Política
Os gastos de Bolsonaro com refeições em voos, segundo deputado
‘O presidente diz que é simples, come macarrão instantâneo e leite condensado, mas a realidade é outra’, diz Elias Vaz
Um levantamento realizado pelo deputado federal Elias Vaz (PSB-GO) revelou que o presidente Jair Bolsonaro (PL) gastou quase de 2,6 milhões de reais em refeições, lanches e bebidas durante voos desde que assumiu o cargo. O parlamentar pedirá auditoria do Tribunal de Contas da União sobre os valores.
“O presidente diz que é simples, come macarrão instantâneo e leite condensado, mas a realidade é outra. É dinheiro público pagando a conta dos luxos em plena crise. É vergonhoso”, destaca Vaz ao denunciar os gastos.

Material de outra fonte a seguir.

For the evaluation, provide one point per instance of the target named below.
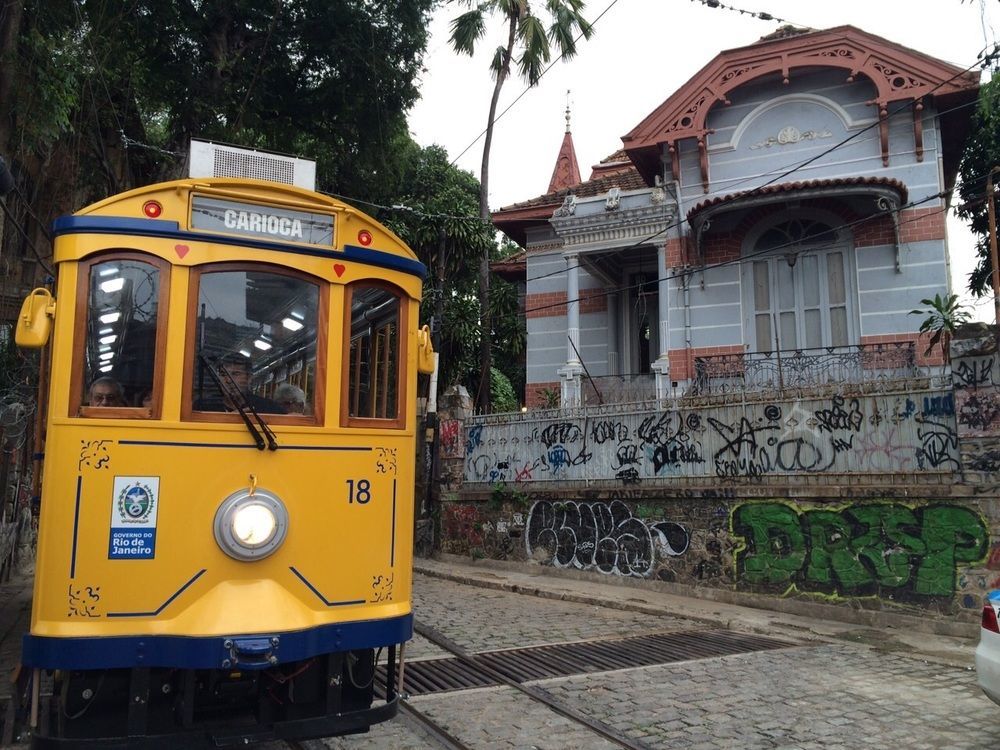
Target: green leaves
(942, 317)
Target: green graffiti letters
(885, 549)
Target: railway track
(462, 670)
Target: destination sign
(261, 222)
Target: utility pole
(995, 275)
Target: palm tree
(529, 46)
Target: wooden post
(995, 275)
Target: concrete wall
(876, 504)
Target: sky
(641, 52)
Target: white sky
(641, 52)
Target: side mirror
(34, 323)
(425, 351)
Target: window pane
(810, 280)
(257, 329)
(814, 329)
(838, 326)
(120, 346)
(763, 325)
(761, 286)
(786, 288)
(835, 272)
(374, 354)
(787, 328)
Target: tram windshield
(258, 328)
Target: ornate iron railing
(869, 366)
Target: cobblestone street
(814, 694)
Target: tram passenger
(239, 371)
(291, 398)
(106, 391)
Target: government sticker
(133, 518)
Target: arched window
(374, 356)
(799, 287)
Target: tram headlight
(251, 526)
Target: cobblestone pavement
(814, 695)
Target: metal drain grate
(563, 660)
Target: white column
(573, 308)
(570, 374)
(614, 336)
(661, 367)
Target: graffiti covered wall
(835, 435)
(929, 555)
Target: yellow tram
(225, 537)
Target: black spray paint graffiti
(979, 411)
(600, 535)
(973, 372)
(843, 434)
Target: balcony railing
(868, 366)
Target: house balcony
(863, 368)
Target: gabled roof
(566, 172)
(614, 171)
(896, 72)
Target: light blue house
(772, 223)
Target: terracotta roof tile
(803, 185)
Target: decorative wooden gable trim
(897, 73)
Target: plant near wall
(942, 317)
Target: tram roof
(176, 194)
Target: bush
(502, 392)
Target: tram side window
(257, 330)
(119, 349)
(374, 359)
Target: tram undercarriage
(142, 707)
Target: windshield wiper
(231, 391)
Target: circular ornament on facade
(789, 134)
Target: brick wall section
(534, 394)
(553, 304)
(675, 252)
(936, 356)
(682, 360)
(722, 247)
(874, 232)
(919, 224)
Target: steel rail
(537, 694)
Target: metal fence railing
(868, 367)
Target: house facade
(772, 223)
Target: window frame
(84, 270)
(313, 419)
(399, 421)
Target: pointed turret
(567, 171)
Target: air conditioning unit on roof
(217, 160)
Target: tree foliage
(528, 47)
(981, 154)
(440, 223)
(104, 95)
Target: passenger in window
(291, 398)
(106, 391)
(239, 371)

De acordo com a planilha, que tem como base os pagamentos do contrato do governo federal com a empresa Meal Company Alimentação S/A, só em 2019 Bolsonaro gastou mais de 850 mil reais durante os voos no avião presidencial. Em 2020, o valor supera 656 mil de reais, saltando para 890 mil reais no ano seguinte. Neste ano, em apenas três meses, o presidente os valores chegam a 203 mil reais.
De acordo com o deputado, o contrato foi firmado em 2018 e, desde então, sofre sucessivas prorrogações. A licitação com a Meal Company prevê o fornecimento de refeições prontas, como almoço, jantar e café da manhã, além de bebidas, lanches e petiscos, como castanhas, barras de cereais e frios. Há ainda a previsão para o fornecimento de frutas, doces e gelo ao ex-capitão.
“Esse tipo de serviço não é pago com o cartão corporativo, uma vez que a empresa mantém relação contratual por meio de licitação realizada pela presidência”, explica o parlamentar. “Vamos solicitar à presidência da República a documentação detalhada desses gastos, com apresentação de notas fiscais. A sociedade tem o direito de saber o que está pagando para o Bolsonaro”, acrescenta o deputado.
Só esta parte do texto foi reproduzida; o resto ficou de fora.